Jean-Yves Camus. Sans aucun doute. Encore faut-il préciser de quelle droite il s’agit : c’est une droite résolument conservatrice mais responsable, soucieuse de l’identité nationale et de la souveraineté nationale, favorable bien sûr à l’économie de marché mais n’érigeant pas en dogme la mondialisation libérale. On peut la rattacher au « conservatisme compassionnel » de Cameron et Bush dans le souci de conserver un modèle de protection sociale pour les plus démunis, mais qui n’est pas l’État-providence.
Y a-t-il encore un espace politique pour Les Républicains face au bloc central ?
Certainement, parce que le bloc central est un compromis permanent entre des options contradictoires qui mènent à la non-décision.
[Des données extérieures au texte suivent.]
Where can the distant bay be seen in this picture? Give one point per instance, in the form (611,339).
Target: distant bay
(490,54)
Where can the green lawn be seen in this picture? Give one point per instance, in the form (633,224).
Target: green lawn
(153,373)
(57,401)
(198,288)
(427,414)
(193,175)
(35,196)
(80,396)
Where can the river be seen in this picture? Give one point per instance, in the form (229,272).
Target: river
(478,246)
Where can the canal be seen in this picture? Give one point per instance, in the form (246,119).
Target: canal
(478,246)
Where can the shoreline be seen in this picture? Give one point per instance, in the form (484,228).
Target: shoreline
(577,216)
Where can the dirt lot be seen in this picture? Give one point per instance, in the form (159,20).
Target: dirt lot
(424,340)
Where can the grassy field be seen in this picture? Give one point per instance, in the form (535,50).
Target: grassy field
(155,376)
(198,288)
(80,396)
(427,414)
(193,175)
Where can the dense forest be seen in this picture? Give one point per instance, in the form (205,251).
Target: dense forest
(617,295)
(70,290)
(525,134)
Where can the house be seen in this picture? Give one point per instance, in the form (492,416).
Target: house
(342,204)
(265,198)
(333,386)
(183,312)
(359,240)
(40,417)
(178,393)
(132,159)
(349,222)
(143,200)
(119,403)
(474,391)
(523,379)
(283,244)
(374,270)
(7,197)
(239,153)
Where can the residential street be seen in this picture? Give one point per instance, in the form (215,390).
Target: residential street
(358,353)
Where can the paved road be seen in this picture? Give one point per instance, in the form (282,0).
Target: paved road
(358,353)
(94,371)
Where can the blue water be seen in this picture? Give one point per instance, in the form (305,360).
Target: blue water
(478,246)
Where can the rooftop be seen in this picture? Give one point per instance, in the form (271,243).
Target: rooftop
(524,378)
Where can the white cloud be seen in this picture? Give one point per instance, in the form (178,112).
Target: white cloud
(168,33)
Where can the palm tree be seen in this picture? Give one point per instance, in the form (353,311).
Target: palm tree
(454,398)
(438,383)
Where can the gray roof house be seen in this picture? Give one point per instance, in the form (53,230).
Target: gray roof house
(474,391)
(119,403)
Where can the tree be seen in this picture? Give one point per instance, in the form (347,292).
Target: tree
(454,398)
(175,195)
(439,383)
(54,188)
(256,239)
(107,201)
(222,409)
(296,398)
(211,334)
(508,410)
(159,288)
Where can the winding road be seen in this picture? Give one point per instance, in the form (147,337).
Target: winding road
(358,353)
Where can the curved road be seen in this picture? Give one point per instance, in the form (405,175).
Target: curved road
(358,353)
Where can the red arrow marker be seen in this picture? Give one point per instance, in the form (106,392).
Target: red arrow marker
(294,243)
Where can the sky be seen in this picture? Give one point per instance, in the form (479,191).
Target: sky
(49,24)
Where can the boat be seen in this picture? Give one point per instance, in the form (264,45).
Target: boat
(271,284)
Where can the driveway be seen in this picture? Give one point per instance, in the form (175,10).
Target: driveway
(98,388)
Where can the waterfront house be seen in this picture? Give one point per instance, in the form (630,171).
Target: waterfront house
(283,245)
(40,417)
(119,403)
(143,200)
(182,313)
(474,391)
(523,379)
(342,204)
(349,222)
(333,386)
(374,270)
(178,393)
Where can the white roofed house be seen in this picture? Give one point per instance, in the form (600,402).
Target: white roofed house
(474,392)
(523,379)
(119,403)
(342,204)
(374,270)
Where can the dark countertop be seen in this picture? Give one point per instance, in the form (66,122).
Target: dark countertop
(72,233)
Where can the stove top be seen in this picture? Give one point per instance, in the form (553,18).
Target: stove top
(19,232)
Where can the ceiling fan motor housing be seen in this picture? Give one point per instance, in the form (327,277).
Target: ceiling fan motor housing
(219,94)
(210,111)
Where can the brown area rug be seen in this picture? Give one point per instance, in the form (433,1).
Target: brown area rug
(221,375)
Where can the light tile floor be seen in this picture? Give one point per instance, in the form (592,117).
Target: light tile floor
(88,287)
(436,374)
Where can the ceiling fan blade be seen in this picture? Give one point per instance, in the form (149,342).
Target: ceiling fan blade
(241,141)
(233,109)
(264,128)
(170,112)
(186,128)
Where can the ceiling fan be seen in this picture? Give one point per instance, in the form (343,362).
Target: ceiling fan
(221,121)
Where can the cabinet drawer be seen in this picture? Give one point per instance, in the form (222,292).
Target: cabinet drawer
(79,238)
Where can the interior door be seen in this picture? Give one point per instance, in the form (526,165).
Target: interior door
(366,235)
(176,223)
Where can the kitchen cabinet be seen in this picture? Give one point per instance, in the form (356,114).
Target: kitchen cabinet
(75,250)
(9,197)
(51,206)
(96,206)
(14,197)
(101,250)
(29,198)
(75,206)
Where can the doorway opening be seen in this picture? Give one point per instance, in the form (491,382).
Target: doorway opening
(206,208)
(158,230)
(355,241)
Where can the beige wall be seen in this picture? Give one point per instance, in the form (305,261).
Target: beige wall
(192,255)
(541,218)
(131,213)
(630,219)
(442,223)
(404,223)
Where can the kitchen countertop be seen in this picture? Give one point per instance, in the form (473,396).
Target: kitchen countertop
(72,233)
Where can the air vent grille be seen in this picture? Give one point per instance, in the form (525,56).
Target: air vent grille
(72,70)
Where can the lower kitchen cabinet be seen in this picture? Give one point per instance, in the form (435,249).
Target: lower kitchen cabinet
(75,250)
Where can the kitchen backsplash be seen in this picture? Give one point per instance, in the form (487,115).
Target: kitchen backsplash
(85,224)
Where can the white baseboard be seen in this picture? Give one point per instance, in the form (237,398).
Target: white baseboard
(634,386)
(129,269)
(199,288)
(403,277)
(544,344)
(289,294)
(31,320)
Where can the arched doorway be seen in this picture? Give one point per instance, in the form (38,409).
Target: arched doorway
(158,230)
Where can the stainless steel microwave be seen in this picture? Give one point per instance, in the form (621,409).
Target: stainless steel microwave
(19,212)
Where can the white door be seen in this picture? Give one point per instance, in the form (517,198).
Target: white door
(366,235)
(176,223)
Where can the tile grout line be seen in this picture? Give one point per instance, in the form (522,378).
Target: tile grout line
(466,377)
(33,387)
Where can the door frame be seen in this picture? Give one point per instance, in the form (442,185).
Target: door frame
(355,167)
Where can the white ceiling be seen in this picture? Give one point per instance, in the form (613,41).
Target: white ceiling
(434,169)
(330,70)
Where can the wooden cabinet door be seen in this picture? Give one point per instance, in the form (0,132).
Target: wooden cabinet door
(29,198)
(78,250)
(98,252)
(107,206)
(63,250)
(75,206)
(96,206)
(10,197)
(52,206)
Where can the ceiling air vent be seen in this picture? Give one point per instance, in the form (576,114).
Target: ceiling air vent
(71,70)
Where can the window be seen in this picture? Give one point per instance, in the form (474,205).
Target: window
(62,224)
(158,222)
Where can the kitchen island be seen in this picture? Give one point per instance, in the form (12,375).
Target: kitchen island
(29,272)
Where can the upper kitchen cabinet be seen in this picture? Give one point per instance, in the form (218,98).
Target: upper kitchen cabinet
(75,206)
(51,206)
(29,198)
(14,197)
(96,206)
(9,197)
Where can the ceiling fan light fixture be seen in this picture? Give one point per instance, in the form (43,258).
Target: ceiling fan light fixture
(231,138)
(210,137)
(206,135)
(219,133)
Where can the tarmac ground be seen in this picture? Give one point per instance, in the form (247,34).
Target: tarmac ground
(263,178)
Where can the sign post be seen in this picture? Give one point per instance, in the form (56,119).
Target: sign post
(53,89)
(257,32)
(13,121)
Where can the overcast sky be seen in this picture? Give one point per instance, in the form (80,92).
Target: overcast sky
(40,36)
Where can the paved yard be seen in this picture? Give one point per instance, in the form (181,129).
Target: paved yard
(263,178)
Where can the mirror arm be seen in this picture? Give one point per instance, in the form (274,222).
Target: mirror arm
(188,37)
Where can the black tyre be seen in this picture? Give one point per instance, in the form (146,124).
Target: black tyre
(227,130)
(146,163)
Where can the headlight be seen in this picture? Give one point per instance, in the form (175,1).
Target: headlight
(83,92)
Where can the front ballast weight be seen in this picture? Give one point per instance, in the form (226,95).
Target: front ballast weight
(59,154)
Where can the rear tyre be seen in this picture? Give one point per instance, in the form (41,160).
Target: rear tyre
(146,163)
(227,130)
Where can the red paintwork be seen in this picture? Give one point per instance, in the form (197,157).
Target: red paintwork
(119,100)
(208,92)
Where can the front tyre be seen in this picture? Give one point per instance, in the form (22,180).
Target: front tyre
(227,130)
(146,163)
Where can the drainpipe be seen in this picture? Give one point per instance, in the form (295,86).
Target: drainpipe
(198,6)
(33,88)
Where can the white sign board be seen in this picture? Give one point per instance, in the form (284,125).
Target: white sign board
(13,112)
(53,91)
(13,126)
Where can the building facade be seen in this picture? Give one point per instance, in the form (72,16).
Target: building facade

On ne peut à la fois mettre en garde contre l’islamisme et tancer le ministre qui monte au front sur le sujet avec un rapport qui est un constat de faillite, des aveuglements qui perdurent. On ne peut pas vouloir la survie de notre civilisation, qui se joue aussi au Moyen-Orient, et convoquer l’ambassadeur d’Israël. Ni vouloir rassembler les Français et les diviser sans cesse, comme cela est fait depuis 2017. On ne peut pas vouloir la grandeur de la France en se couchant devant Alger. Le problème de Retailleau désormais, c’est de décider s’il donne l’impression de composer avec le bloc central ou s’il prend son autonomie.
« Bruno Retailleau devra dire s’il compose avec le bloc central ou pas »
Dans la cartographie des droites françaises, où classez-vous Bruno Retailleau ?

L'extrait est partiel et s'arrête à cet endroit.